The example steps below cover the basics of creating an API request test and identify the sections to review.
Quick Postman tutorial
To get started, download the desktop version or use the online version. Set up an account, and create a Workspace.
Once you have a Workspace, you’re ready to start creating requests for testing. Select the HTTP Request option. For each new request, Postman opens a new tab labeled “Untitled Request.” Always set a title that summarizes the test objective and API for easier test identification.
Once you have set a title, then choose GET, POST or PUT and enter the API endpoint URL. Set any known parameters and authorization headers, then choose a body type and set the request data.
You’ll know if the API requires parameters or only a body, or security information within the authorization header based on the API’s documentation. Most API documentation also includes a sample request body to copy or use for reference.
For software testers, it’s always crunch time. Striking the balance between effective and expedient testing isn’t always easy, but it’s necessary in our fast-moving digital world.
View the sample request in the screenshot above. Notice the request tab displays the name, method (GET) and the endpoint URL from my API documentation. Postman will automatically add the necessary headers based on the API.
If the API requires security authorization, you’ll need the authentication credentials and the security type to generate a valid security token. Most organizations keep API security tokens available through the API developer or an IT manager.

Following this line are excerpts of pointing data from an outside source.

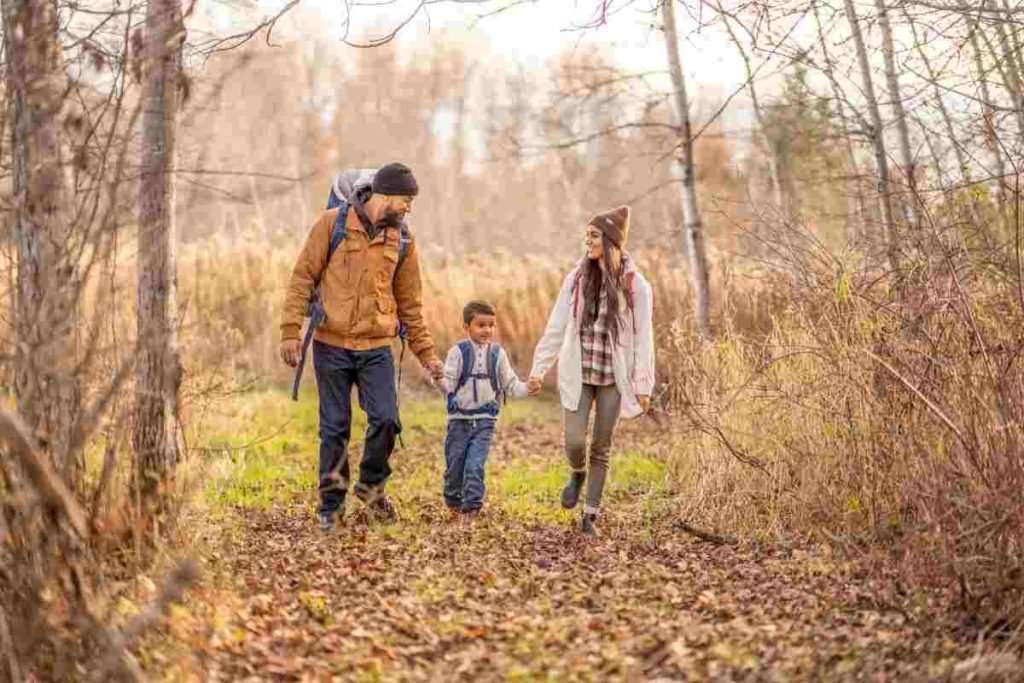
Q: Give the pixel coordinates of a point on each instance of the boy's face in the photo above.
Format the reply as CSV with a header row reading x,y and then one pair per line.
x,y
481,328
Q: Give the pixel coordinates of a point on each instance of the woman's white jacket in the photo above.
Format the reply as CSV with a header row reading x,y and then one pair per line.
x,y
634,355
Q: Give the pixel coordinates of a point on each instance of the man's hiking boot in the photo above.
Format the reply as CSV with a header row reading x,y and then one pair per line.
x,y
329,522
588,527
382,510
570,495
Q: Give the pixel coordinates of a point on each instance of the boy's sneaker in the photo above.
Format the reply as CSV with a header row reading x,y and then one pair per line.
x,y
329,522
570,495
588,526
383,510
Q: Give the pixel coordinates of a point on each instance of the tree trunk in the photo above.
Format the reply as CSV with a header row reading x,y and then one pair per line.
x,y
856,204
158,371
45,379
782,200
991,134
911,212
693,233
881,158
963,165
1011,73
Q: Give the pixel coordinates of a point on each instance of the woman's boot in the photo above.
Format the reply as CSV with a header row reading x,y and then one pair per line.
x,y
588,526
570,495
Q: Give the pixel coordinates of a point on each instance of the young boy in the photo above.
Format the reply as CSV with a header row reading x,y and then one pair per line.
x,y
477,379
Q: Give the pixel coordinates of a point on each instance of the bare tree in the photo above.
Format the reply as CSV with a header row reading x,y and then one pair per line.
x,y
47,386
693,233
878,137
910,211
158,373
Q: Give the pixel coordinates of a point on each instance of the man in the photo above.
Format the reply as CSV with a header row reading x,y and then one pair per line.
x,y
365,291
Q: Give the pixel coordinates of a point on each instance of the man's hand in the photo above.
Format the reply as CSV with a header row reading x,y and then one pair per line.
x,y
290,351
436,370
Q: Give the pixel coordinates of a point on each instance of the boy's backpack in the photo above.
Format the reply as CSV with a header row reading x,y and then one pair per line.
x,y
350,188
467,374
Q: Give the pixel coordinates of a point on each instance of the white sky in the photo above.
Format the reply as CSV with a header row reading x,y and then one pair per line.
x,y
529,34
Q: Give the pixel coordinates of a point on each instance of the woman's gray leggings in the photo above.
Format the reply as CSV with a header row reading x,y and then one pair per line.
x,y
607,400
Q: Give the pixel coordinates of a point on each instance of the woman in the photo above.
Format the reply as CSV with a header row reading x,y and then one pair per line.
x,y
600,332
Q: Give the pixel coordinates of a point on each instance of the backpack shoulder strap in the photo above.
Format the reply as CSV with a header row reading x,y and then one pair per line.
x,y
340,230
494,355
404,241
466,348
631,288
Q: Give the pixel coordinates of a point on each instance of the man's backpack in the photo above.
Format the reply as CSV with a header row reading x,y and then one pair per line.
x,y
467,374
350,188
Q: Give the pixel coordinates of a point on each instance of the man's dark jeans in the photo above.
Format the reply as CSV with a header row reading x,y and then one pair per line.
x,y
373,372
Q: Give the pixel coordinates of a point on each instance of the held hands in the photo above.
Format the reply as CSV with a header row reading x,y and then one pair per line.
x,y
290,351
435,369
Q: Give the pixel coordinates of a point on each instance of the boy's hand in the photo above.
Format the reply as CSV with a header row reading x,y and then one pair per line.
x,y
436,370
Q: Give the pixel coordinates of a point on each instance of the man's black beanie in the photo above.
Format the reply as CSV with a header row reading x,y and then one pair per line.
x,y
394,179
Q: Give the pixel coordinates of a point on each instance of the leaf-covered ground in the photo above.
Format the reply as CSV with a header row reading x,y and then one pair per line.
x,y
515,595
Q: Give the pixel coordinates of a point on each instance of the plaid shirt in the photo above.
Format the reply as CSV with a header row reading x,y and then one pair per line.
x,y
597,350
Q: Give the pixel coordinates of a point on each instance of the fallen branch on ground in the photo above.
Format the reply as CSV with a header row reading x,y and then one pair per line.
x,y
710,537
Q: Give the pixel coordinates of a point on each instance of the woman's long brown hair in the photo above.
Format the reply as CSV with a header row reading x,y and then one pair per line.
x,y
607,282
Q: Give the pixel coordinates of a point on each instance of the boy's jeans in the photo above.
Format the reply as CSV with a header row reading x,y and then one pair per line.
x,y
373,372
466,449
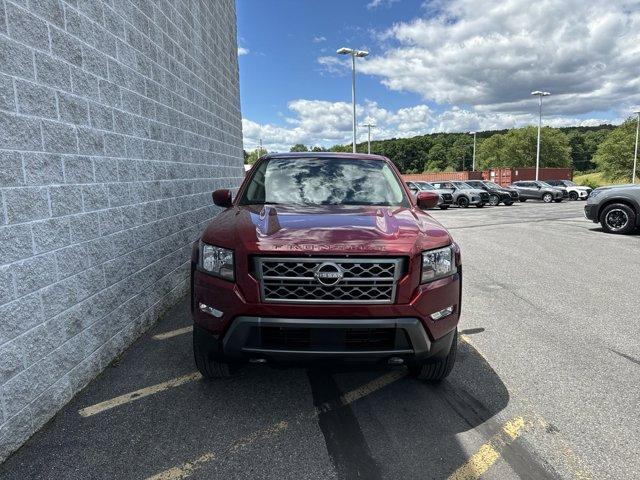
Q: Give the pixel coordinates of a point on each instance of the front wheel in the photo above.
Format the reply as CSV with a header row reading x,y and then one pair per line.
x,y
463,202
618,218
437,370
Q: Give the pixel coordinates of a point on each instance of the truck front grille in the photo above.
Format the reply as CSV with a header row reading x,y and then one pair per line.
x,y
328,280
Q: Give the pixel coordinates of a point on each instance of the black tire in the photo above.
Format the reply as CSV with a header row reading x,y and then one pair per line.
x,y
618,218
437,370
207,366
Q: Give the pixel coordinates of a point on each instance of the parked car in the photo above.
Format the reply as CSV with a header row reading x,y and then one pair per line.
x,y
576,192
446,197
616,208
497,194
325,257
533,190
463,194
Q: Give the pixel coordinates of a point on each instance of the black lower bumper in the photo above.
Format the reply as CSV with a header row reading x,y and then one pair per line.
x,y
286,340
591,213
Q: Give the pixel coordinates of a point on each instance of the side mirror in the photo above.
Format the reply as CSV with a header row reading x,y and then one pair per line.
x,y
222,197
427,199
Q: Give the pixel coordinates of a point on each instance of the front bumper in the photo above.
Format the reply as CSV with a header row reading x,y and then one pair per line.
x,y
235,333
591,213
324,340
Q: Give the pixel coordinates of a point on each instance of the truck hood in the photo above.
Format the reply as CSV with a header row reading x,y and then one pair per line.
x,y
326,229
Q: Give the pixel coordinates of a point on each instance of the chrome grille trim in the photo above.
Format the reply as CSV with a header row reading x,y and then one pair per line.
x,y
293,280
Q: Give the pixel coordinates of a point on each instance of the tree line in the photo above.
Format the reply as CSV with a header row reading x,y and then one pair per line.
x,y
606,148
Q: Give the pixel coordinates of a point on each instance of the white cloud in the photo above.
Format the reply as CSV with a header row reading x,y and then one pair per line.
x,y
490,56
320,122
373,4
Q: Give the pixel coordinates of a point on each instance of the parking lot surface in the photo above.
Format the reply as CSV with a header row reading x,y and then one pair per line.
x,y
546,385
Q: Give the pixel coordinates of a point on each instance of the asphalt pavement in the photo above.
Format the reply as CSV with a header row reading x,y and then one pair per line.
x,y
546,385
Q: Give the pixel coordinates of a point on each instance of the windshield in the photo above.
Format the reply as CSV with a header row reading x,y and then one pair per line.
x,y
324,181
425,186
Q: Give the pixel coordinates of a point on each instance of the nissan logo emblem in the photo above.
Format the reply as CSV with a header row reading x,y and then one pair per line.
x,y
328,274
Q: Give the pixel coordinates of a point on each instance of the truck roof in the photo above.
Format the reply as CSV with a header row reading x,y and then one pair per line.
x,y
356,156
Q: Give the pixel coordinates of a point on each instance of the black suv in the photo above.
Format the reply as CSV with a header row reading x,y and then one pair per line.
x,y
497,194
534,190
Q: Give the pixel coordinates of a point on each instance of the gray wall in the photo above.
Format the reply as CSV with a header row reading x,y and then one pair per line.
x,y
117,120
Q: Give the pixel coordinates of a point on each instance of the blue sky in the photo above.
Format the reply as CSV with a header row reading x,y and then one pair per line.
x,y
285,39
455,65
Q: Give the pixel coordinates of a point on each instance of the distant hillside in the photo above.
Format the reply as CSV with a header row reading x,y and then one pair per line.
x,y
454,151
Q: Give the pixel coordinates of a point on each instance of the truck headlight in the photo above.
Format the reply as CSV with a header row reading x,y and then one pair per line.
x,y
217,261
437,264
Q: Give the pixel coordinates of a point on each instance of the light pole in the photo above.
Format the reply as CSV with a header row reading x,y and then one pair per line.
x,y
540,95
635,155
473,168
354,53
369,126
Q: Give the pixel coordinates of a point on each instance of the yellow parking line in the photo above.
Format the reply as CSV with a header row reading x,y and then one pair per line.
x,y
173,333
188,468
137,395
489,453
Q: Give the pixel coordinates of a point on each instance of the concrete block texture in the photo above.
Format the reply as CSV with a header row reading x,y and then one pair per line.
x,y
117,120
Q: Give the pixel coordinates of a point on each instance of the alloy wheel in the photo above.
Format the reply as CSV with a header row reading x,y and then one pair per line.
x,y
616,219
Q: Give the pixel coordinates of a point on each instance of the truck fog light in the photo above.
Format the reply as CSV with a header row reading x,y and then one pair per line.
x,y
210,310
445,312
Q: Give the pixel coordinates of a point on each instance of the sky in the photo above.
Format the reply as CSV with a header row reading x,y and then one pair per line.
x,y
434,66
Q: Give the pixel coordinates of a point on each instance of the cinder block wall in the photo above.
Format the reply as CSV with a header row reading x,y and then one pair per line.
x,y
117,120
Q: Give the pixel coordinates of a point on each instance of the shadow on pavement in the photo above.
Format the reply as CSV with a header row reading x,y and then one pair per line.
x,y
407,429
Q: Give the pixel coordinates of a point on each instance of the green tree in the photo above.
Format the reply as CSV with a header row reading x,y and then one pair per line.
x,y
517,148
299,147
614,156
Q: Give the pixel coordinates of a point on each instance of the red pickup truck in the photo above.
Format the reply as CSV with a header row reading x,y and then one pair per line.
x,y
325,257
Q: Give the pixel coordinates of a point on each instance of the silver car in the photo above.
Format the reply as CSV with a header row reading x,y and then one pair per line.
x,y
463,194
446,196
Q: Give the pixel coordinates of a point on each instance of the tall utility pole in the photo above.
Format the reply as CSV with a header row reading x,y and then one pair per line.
x,y
354,53
369,126
473,168
540,95
635,155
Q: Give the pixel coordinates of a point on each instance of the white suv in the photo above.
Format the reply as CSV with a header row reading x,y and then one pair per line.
x,y
576,192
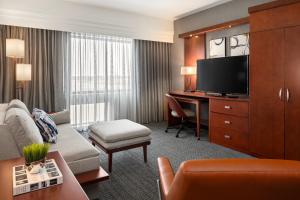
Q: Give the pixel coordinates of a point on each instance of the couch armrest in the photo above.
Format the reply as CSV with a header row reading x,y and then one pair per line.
x,y
166,175
62,117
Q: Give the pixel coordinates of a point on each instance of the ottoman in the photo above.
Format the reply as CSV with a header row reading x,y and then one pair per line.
x,y
119,135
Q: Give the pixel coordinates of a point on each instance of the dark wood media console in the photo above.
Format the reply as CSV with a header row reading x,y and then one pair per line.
x,y
228,118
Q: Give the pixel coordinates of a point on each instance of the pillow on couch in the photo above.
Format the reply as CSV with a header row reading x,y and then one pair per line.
x,y
23,128
46,125
16,103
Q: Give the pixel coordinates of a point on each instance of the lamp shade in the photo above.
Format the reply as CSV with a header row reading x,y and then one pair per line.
x,y
15,48
23,72
188,70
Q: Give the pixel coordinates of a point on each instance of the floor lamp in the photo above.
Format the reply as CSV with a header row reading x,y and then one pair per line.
x,y
15,48
23,73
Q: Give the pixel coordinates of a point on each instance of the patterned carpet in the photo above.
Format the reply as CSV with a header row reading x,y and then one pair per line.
x,y
132,179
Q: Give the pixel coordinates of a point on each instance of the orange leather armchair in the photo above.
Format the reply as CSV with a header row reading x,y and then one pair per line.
x,y
234,179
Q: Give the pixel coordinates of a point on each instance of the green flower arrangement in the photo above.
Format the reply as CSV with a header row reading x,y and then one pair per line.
x,y
35,152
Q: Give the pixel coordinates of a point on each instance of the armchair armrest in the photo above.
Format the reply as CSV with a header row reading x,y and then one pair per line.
x,y
62,117
166,175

Our test request is ready to go. Select the Send button. Review the example below. After you send the request, the response populates in the lower half of the window. The best format is JSON, but the format is determined by the API so choose the one you need. Notice there is additional information to the right including the response status code.
To create test automation from a request, get started by selecting the Tests tab, which displays on the same line as Params and Authentication. View the code snippets on the right side to create automated API tests. Every time a request is sent, the automated tests execute and automatically populate the Test Results tab.
In this example, I used two code snippets but only edited the first, so it displays as passed. The second one fails because it was not updated to match the API requirements. Testers must always edit the code snippet to match the API’s expected response data. Postman provides detailed support information and training.
Ultimately, API testing is an excellent way to evaluate the back-end infrastructure. Testing APIs is beneficial for customers as well as internal developers and users to ensure continued functionality post-release as well as during development cycles. Give your product an edge by investing in API testing.